It has been about a week since I have made time to post on here. The semester is gearing up and so have been spending a lot of my time reading articles for class. The topic for my Turkish Politics class this week has been on the role of the military in Turkish Politics. It has certainly inspired some interesting thoughts in my own mind. Those then coalesced with an op-ed piece I just read about the role of the Egyptian army in the Arab Spring.
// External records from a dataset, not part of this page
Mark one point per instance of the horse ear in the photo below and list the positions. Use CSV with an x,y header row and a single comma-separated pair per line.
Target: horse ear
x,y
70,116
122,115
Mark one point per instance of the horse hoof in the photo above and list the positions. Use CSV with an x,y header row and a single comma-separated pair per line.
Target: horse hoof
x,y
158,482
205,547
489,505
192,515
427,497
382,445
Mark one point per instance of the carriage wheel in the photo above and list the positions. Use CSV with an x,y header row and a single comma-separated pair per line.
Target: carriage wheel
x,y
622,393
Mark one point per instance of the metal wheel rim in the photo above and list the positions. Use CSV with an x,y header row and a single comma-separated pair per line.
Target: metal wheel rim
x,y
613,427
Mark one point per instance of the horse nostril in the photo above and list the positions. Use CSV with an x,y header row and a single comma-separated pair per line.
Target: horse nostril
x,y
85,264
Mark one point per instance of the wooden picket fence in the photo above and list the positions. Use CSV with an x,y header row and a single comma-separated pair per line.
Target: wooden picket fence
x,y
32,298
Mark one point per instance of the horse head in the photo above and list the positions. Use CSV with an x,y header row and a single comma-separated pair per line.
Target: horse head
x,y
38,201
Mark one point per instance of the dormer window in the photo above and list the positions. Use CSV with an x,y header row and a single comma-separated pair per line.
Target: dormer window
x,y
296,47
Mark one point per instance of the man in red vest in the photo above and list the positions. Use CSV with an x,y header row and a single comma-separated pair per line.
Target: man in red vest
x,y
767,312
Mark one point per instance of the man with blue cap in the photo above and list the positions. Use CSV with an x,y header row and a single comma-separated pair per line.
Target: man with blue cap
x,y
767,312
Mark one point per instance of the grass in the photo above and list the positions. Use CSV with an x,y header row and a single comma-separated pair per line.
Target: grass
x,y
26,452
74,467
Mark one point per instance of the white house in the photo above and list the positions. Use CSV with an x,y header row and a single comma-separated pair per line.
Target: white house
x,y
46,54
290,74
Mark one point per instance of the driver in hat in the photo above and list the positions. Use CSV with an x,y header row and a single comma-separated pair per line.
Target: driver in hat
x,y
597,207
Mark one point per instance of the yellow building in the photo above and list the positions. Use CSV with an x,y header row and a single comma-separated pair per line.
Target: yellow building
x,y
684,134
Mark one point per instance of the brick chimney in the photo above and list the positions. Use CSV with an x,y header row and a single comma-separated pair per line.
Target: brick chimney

Though certainly there are intricacies to every situation the idea of the army as the guardian of democracy has been tried in various forms over the years. This has been the model in the Turkish case. Is that really possible? What develops is not a true democracy. It is a society that is kept secure but the freedoms are not really genuine. The tools and maturity required for a healthy and functioning democratic state are never able to develop because when it gets difficult the army can swoop in and right the ship, and in the ideal case return to the barracks. Yet, in the long run this damages the development of the state. It is similar to the illustration of seeing a butterfly struggling to emerge from its cocoon. As you see the struggle and fight, the difficulties it is facing to free itself out of genuine goodwill you reach down and slice open the cocoon, setting it free from its bondage. By doing that, however, you have sealed its fate. The struggle to free itself from the cocoon is how the wings develop the strength required to fly. Without the difficulties the final goal will not be realized.
So what about the case at hand – post revolution Egypt – can democracy emerge there? For too long the strategy in the Middle East has been stability over democracy – the secure path over the genuine – but in the end it is neither. Thus we should be wary of those who offer a quick fix now.